第63話 ロスト


「……ダンジョンで失われた品が、ドロップアイテムとして出現した、か……」


 江戸城を後にし、シャロンを家まで送ってやっての帰り道で、吉宗様から頂戴した新情報を俺がそう呟くと、隣を歩くポチが言葉を返してくる。


「ただ出現したというだけでなくて、失った時よりも明らかに良い状態で、ある程度の手入れがされた状態で出現した、というのがミソですね。

 深森さんが見たというあの光景の中にあった日本刀のことを考慮すると……ダンジョンで失われた品はあちらの世界に行って、あちらの世界で失われた品がこちらの世界にやってくると……そういうことなのかもしれません。

 一度あちらに行って、あちらで手入れされて、あちらで再度失われた……。

 深森さんが見た日本刀も、もしかしたら狼月さんがあの時に失った愛刀だったのかもしれませんね」


 アメムシの体内に溶け込んだ塩は、戦闘を終えてアメムシが消え去ると、溶け込んだまま、アメムシと共に消え去ってしまう。

 大アメムシに溶かされてしまった愛刀も同様に消え去ってしまっていて……そして、あの光景の中には日本刀の姿があった。


「俺かポチがその日本刀の姿を確認してりゃぁ、本当に俺の愛刀だったのかを確定できたんだがなぁ、深森のせいで全く……。
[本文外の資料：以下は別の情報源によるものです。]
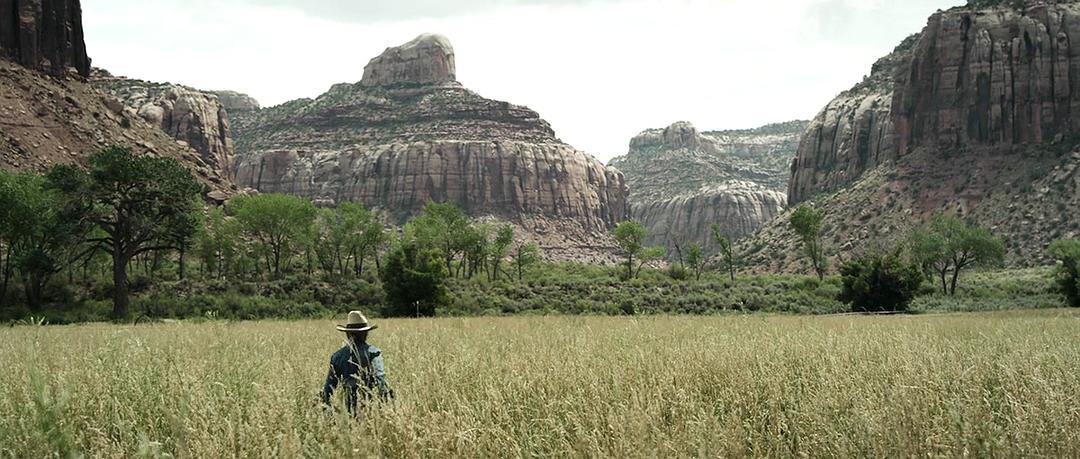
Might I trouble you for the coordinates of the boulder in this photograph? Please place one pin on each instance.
(427, 59)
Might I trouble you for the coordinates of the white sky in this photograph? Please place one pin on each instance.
(598, 70)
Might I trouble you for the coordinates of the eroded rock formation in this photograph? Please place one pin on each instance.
(993, 77)
(852, 134)
(682, 180)
(234, 102)
(194, 117)
(982, 121)
(44, 35)
(427, 59)
(46, 121)
(408, 134)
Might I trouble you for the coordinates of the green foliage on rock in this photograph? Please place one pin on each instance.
(278, 221)
(142, 204)
(948, 245)
(807, 223)
(630, 237)
(413, 278)
(879, 283)
(1067, 254)
(728, 258)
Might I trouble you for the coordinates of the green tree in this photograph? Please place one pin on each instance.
(42, 231)
(218, 243)
(526, 254)
(142, 204)
(278, 221)
(443, 227)
(630, 237)
(696, 259)
(807, 223)
(499, 250)
(1067, 254)
(728, 260)
(413, 278)
(9, 217)
(879, 283)
(948, 245)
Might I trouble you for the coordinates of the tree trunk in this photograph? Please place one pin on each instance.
(956, 277)
(119, 285)
(5, 267)
(181, 264)
(944, 283)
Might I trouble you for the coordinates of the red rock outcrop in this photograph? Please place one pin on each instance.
(197, 118)
(682, 181)
(427, 59)
(980, 118)
(46, 121)
(44, 35)
(851, 135)
(408, 134)
(991, 77)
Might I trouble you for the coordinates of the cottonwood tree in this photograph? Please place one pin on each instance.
(526, 254)
(630, 237)
(413, 278)
(218, 243)
(142, 204)
(442, 227)
(40, 231)
(1067, 254)
(696, 259)
(499, 250)
(278, 221)
(949, 245)
(807, 223)
(728, 260)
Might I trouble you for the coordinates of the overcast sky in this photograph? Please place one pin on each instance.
(598, 70)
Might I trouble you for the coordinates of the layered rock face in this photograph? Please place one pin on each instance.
(197, 118)
(44, 35)
(427, 59)
(234, 102)
(408, 134)
(683, 181)
(852, 134)
(982, 122)
(991, 77)
(46, 121)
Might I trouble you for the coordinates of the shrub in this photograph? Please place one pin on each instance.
(413, 279)
(1067, 253)
(879, 283)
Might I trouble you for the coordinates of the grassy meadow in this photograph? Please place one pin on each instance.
(986, 385)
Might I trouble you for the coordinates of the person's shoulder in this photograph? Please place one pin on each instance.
(373, 351)
(340, 354)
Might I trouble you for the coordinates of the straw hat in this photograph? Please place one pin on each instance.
(356, 322)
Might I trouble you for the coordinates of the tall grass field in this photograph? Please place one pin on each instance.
(982, 385)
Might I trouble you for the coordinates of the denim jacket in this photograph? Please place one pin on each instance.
(364, 370)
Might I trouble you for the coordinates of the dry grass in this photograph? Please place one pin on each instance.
(1002, 383)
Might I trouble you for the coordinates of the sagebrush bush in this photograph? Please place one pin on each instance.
(879, 283)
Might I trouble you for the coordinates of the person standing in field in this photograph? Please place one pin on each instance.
(358, 365)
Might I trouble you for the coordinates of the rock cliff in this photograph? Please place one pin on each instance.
(983, 121)
(852, 134)
(234, 102)
(45, 121)
(682, 180)
(427, 59)
(44, 35)
(197, 118)
(407, 134)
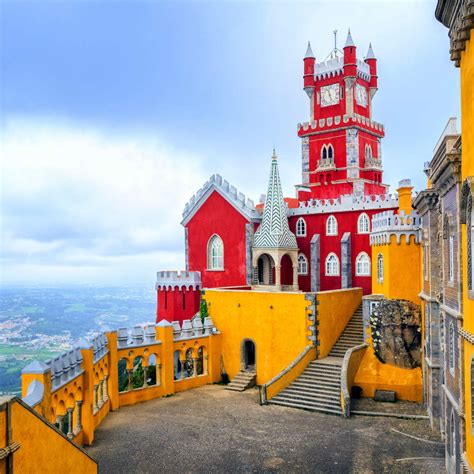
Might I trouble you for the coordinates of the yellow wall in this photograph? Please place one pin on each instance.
(335, 309)
(467, 170)
(372, 375)
(402, 269)
(277, 323)
(43, 449)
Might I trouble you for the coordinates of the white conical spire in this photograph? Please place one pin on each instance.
(309, 52)
(370, 52)
(274, 231)
(349, 40)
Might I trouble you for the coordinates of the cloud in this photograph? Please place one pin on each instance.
(82, 198)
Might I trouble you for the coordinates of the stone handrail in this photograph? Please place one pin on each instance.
(292, 371)
(350, 364)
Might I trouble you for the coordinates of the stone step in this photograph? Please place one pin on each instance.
(298, 393)
(307, 406)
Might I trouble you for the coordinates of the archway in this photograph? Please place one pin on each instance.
(265, 266)
(248, 355)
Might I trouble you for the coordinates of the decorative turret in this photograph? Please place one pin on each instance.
(371, 60)
(275, 251)
(308, 77)
(350, 61)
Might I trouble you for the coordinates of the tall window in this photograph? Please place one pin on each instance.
(302, 264)
(215, 253)
(380, 268)
(451, 259)
(451, 345)
(332, 265)
(330, 152)
(301, 227)
(368, 152)
(324, 152)
(363, 264)
(331, 226)
(363, 224)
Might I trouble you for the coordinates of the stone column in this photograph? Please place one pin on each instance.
(278, 276)
(106, 388)
(69, 423)
(96, 397)
(78, 427)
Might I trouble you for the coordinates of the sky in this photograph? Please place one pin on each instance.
(113, 113)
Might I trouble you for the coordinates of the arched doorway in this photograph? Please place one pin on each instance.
(248, 355)
(265, 266)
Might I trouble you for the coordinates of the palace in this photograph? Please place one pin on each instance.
(330, 218)
(343, 291)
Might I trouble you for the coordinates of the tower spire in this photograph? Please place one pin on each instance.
(309, 52)
(349, 40)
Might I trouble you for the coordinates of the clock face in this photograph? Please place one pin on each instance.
(361, 95)
(329, 95)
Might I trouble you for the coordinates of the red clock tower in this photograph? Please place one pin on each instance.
(341, 144)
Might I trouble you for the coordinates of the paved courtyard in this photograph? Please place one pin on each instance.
(210, 429)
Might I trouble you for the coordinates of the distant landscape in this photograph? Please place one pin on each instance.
(39, 323)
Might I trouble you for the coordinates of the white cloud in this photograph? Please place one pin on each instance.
(84, 204)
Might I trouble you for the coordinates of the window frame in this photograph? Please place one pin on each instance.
(337, 263)
(330, 219)
(304, 226)
(302, 261)
(361, 217)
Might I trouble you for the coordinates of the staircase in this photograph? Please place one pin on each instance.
(351, 336)
(318, 388)
(242, 381)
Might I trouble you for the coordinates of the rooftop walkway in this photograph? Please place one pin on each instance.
(210, 429)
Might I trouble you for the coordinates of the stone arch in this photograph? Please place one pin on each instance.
(248, 355)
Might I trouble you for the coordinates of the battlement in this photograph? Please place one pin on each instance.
(345, 203)
(388, 223)
(236, 198)
(335, 66)
(306, 128)
(171, 279)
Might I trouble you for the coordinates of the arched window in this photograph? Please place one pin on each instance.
(332, 265)
(215, 253)
(324, 152)
(380, 268)
(368, 152)
(330, 152)
(452, 436)
(331, 226)
(451, 345)
(302, 264)
(363, 264)
(363, 224)
(301, 227)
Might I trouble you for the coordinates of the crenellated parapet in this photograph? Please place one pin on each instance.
(323, 124)
(216, 183)
(345, 203)
(172, 279)
(387, 224)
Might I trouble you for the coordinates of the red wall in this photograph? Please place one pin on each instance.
(347, 222)
(217, 216)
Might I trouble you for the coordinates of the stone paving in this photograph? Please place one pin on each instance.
(210, 429)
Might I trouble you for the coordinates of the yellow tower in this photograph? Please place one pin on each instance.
(395, 242)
 しかしまぁ、本当にそうだとすると……色々面白いことになるよな。

 たとえば手紙なんかを意図的にあちらに送れば、あちらの連中に意思疎通が出来るのかもしれねぇし、この仕組を上手い感じに利用したなら、あちらとこちらの行き来が可能になるかもしれねぇ。
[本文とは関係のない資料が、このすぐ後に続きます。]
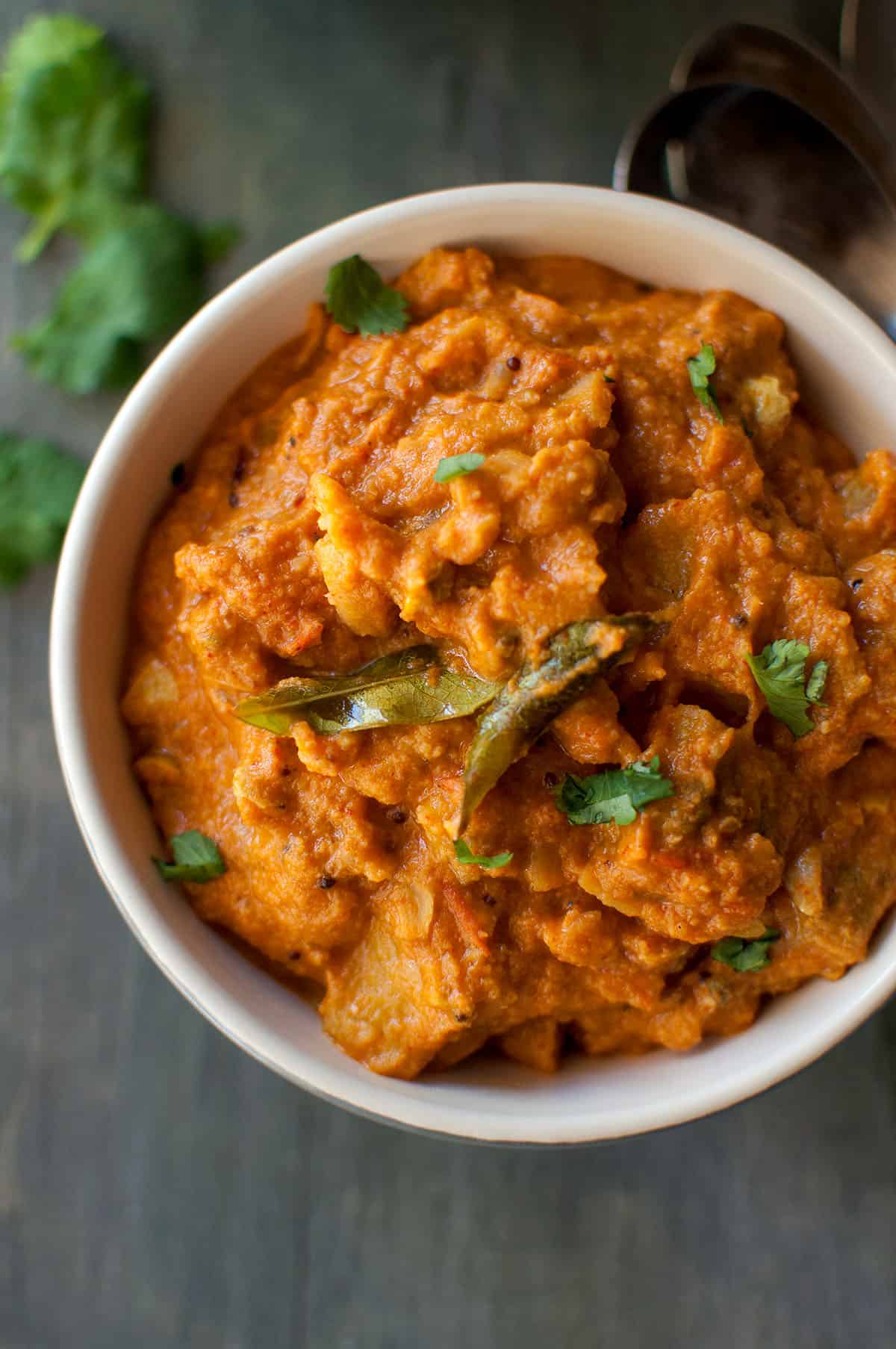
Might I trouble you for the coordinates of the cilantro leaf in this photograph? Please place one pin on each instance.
(359, 300)
(73, 125)
(466, 856)
(196, 859)
(38, 486)
(140, 279)
(744, 956)
(615, 795)
(780, 673)
(700, 369)
(815, 683)
(455, 466)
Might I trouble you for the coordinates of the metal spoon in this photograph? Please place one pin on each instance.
(765, 132)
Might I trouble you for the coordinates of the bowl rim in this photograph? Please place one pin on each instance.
(377, 1097)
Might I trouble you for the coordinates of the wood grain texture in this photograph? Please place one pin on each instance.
(158, 1188)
 ……そうなれば、あっちに帰りたくて仕方がなかった連中にとっては待望の帰還方法ってことになる訳だ」


 と、俺がそう言うとポチはこくりと頷いて……学者の血が騒ぐのか尻尾を振り回しながら言葉を返してくる。


「ですね。

 ……しかし手紙というのは狼月さんらしからぬ、まさかの良い発想ですね。

 それが可能になったなら色々な研究が一気に飛躍するかもしれませんし、それをきっかけに行き来まで可能となったら更に更に色々なものが得られるかもしれません。

 ……まぁ、その分だけ問題も多くなって大きくなっていくんでしょうが……」


「というかだ、物をアメムシに溶かさせちまえば、エルフ達の言う所の『ロスト』が出来る訳だろう?
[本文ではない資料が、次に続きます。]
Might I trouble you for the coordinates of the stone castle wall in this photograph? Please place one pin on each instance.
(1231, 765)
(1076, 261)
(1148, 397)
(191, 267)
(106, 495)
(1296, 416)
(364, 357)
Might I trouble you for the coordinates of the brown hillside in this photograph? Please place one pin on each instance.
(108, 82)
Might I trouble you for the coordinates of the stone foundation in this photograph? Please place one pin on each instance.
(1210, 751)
 ならもうあちらに行くだけに限れば、ほぼほぼ手段は確立されていると言って良いんじゃねぇか?

 ……何しろ大アメムシに飲み込まれて溶かされちまえばそれで良いんだからよ」


「い、いやいやいや、それじゃぁあちらに行けたとしても死んじゃうじゃないですか!?

 死んじゃったら意味ないじゃないですか!?」


「……そうか?

 苦痛に耐えてでも命を失ってでも故郷に帰りてぇって奴はいるんじゃねぇかな。

 ……仮に俺がどこか、日の本でも南蛮でもない、知らない世界になんて行くことになったら、魂になってでも戻りてぇと考えて、即座に腹を切るかもしれねぇ」


 あくまで俺の居場所はこの大江戸で、骨を埋めるのもこの大江戸だと決めていて……それ以外の場所で生きていくなんてことは、とてもじゃねぇが考えられねぇ。

 御庭番として地方に行くだけでもしんどいんだからなぁ……他の世界なんて、冗談じゃねぇってんだ。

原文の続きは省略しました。